In response, the European Commission—the executive arm of the European Union (E.U.)—has outlined a two-stage countermeasure strategy. First, effective April 1st, the E.U. will lift the suspension of retaliatory tariffs imposed in 2018 and 2020, which were paused following a settlement with the Biden Administration. Second, the E.U. is actively developing a new set of countermeasures targeting U.S. exports, expected to take full effect by mid-April.
Significantly for the premium cigar industry, the reinstatement of these retaliatory measures means that U.S. premium cigar exports to all 27 E.U. member states will once again be subject to a 25% tariff. This includes products manufactured outside the U.S. that are imported and subsequently re-exported to the E.U.
Separately, the United Kingdom—no longer part of the E.U.—has opted not to impose retaliatory measures at this time.
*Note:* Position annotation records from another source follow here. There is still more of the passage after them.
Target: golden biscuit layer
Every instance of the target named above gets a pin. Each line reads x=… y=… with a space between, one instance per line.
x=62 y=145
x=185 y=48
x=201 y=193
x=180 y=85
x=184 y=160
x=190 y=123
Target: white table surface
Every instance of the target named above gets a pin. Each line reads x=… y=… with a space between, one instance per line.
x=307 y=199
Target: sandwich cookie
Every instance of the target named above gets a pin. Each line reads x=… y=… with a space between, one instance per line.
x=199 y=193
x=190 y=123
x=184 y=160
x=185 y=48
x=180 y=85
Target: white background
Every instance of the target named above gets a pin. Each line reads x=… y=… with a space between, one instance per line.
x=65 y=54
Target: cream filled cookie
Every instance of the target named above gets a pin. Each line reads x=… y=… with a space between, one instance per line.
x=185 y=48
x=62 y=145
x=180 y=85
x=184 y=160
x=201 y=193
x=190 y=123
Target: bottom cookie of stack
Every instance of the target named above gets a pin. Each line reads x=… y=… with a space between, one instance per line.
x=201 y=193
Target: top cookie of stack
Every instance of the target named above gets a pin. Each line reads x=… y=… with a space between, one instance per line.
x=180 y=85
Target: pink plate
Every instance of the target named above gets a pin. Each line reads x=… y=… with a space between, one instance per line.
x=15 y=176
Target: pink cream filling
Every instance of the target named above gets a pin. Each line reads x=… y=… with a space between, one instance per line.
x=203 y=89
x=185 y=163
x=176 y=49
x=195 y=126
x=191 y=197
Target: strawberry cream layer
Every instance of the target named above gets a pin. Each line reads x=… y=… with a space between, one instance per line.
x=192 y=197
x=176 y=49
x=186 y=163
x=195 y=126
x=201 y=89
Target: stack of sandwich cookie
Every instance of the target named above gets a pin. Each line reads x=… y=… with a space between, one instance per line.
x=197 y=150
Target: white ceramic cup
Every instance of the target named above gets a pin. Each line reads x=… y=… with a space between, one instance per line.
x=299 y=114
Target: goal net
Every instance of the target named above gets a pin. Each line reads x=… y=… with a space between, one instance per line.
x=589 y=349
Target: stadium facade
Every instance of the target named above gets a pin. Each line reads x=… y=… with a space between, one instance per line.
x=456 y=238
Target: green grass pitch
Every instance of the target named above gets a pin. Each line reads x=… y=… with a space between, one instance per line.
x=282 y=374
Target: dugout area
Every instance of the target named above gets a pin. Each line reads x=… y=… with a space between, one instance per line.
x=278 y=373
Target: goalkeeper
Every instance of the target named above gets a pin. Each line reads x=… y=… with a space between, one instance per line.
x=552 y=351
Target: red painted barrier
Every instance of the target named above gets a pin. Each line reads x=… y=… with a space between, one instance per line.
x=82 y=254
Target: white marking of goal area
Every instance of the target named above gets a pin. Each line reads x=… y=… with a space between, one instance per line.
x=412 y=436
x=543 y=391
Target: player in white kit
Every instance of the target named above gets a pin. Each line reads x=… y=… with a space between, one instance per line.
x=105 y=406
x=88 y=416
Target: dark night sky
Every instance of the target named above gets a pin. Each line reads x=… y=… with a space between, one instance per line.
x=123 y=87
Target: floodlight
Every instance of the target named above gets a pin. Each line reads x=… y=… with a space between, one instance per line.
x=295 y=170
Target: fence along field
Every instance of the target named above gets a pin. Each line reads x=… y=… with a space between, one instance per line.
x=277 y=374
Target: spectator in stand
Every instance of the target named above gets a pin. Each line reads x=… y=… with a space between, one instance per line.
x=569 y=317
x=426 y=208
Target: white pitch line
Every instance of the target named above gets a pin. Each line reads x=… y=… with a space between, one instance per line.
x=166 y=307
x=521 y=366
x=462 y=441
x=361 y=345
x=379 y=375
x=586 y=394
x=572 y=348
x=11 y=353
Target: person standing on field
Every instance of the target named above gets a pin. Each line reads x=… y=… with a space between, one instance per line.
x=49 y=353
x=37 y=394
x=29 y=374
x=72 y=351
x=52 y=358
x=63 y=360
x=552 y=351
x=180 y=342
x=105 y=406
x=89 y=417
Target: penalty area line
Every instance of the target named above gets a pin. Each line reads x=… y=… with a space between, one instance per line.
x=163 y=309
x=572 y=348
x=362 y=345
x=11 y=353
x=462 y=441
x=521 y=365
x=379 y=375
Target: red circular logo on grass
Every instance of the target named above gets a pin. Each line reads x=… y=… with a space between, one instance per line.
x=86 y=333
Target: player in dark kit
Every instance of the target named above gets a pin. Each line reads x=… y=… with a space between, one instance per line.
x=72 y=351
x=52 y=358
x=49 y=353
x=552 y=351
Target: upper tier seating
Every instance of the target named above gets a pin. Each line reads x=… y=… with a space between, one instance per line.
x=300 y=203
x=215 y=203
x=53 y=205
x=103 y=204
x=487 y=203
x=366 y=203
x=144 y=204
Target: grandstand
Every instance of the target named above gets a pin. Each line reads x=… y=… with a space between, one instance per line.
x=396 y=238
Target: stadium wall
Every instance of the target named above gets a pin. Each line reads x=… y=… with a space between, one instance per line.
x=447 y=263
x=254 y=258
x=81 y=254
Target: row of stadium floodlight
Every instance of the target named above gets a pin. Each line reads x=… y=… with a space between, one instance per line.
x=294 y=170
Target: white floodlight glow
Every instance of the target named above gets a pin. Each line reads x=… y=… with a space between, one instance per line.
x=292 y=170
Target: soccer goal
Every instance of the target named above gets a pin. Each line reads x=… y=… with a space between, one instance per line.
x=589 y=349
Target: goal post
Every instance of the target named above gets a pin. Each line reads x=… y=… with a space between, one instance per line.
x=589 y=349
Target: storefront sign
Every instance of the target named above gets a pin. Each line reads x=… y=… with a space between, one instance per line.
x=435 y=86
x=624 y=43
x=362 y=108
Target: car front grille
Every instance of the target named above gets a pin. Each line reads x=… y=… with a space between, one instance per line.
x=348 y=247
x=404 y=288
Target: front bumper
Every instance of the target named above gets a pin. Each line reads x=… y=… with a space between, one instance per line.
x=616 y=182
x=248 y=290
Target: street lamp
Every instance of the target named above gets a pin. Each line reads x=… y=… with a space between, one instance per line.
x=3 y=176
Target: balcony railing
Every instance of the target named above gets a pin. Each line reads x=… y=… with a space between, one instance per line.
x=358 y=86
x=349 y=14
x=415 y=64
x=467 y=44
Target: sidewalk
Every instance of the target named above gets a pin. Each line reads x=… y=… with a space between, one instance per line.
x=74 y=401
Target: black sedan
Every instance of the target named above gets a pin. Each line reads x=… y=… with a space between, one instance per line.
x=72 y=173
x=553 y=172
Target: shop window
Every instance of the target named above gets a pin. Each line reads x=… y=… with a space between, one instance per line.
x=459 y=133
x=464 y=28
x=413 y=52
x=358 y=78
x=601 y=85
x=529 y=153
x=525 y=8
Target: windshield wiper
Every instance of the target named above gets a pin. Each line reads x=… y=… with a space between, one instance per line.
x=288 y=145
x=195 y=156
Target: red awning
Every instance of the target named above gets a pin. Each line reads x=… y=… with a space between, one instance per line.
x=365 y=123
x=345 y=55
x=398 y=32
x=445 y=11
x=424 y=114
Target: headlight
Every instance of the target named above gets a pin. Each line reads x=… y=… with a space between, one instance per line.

British Prime Minister Keir Starmer has signaled an interest in pursuing a negotiated resolution to mitigate tariff impacts in the long term. Given the U.K.’s proximity to the E.U. and its importance as an export market for U.S. premium cigar manufacturers, its approach to this issue will remain a key consideration.
Cigar Rights of America will continue to monitor these developments and provide updates as the situation evolves.